Chen Zhi, a Chinese-born businessman sanctioned by the United States and Britain over alleged human trafficking ties to a Cambodian cybercrime network, has reportedly been reported as a key figure behind a dramatic surge in global Cuban cigar prices.
The report, from East Week magazine, a sister publication of The Standard, said that Chen, through the Hong Kong-registered Asia Corporation, acquired a 50 percent stake in Habanos, the worldwide distributor of Cuban cigars, and subsequently leveraged this control to inflate market prices.
Following the acquisition, a box of Cuban cigars that originally retailed for HK$4,000-5,000 now sells for approximately HK$18,000, according to an industry source.
The source attributed the increase to Chen's position as global exclusive agent, noting his strategy of releasing special editions and holding annual auctions has driven prices for some products as high as HK$500,000 – a tenfold increase.

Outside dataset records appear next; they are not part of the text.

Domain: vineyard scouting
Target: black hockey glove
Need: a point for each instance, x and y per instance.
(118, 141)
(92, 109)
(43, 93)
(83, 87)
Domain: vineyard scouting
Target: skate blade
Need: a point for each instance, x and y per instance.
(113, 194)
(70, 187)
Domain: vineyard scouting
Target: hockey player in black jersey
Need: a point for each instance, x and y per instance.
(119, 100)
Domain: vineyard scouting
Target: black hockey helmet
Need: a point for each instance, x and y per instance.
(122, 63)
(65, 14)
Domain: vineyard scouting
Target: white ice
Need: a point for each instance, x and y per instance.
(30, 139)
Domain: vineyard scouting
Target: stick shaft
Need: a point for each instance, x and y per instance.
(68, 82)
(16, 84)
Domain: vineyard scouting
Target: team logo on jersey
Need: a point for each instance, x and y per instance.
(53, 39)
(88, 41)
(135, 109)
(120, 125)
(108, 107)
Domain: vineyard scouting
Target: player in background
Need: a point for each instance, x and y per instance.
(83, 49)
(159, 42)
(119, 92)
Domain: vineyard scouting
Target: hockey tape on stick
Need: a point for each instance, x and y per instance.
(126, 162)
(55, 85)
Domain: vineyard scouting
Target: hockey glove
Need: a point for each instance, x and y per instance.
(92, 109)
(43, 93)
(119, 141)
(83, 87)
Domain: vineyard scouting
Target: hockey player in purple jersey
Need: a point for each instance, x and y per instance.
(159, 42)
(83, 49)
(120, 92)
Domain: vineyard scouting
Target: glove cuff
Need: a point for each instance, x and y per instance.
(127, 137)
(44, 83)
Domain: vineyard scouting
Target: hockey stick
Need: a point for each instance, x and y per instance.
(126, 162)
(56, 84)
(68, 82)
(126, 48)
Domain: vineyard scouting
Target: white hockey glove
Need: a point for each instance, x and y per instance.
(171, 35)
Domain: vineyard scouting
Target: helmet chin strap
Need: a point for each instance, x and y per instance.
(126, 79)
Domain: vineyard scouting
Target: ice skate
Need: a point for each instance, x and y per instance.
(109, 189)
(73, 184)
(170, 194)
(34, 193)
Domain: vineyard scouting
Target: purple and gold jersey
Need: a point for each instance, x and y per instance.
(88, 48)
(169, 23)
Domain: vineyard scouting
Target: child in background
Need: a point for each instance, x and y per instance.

Chen, founder of the Cambodian conglomerate Prince Group and a former adviser to ex-Prime Minister Hun Sen, reportedly generated profits exceeding 220 million euros (HK$1.98 billion) from the cigar business, the magazine said.
The stake was purchased in 2021, when UK-based Imperial Brands sold its 50 percent share in Habanos for US$1.4 billion (HK$10.92 billion) to a consortium of investors. Chen was identified as one of the members of that buying group.
The U.S. and UK governments have sanctioned Chen for his alleged leadership of a cyber-scam operation in Cambodia that engaged in human trafficking and fraud.